最近は、読書よりも映画を見ることに時間を割いていることがあります。
人生において、映画は自分にとってはそれほどの重要な存在価値を占めているとは思えないし、むしろ本を読むことの方が人格形成にとって大きな役割があるとこれまで思っていました。
ですが、そうした思い込みは単なる間違いに過ぎないことだと感じました。
映画作品を劇場で見るのと、テレビやスマートフォンの画面で見るのとでは、同じ映画であっても後から感じる感動やカタルシスなどが全く変わってくるものだということを痛感することがありました。
こうした違いというのは、読書においても似たような現象が起きることがあるなと考えさせられることがありました。
例えば、新刊で買った本と、古本屋で買った本、あるいは図書館で借りた本を読む場合、読むことの習熟度というものが変わってくるものだと私は思います。
時間とお金をかけたものに対しては、それに釣り合う為に自分自身が無意識の内に、鑑賞する上でその作品に対しては集中力が注ぎ込まれており、たとえ面白い、面白くない作品であったとしても対価に見合うように作品構造を俯瞰して、そこから自分なりの解釈を加えることに努めようとする働きが起きます。
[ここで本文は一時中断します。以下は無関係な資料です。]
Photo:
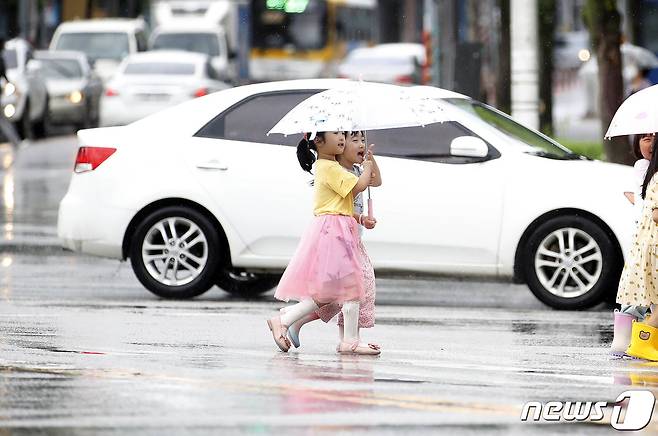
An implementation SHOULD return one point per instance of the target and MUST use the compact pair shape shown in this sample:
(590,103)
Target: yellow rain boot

そのような働きによって、自分なりの考察をまとめることが出来た作品に対しては特別な思い入れのある作品へと価値が変わるだろうと感じています。
映画に置き換えると、面白い映画や面白くない映画など、見る側にとっての受け取り方によって映画の見方というのは異なるものだと思います。
何故、私たちは映画を見るのかということをテーマに考えてみようとすると、それは現実とはまた別の世界、人生をこの身を通して体験してみたいという欲望が潜在的にあるからなのではないかと感じます。
映画を見続けることで、読書では得られないものが必ずあるものだと感じますし、またその逆も同様だと思います。
読書が好きな人たちや映画が好きな人たち、好きなものに対する媒体やそれに注ぎ込む熱量というものも、人それぞれではありますが、人生にとってこれだけは大切だと思える作品に出会う度に、人はどこまでも成長していくことが出来る、そう思いました。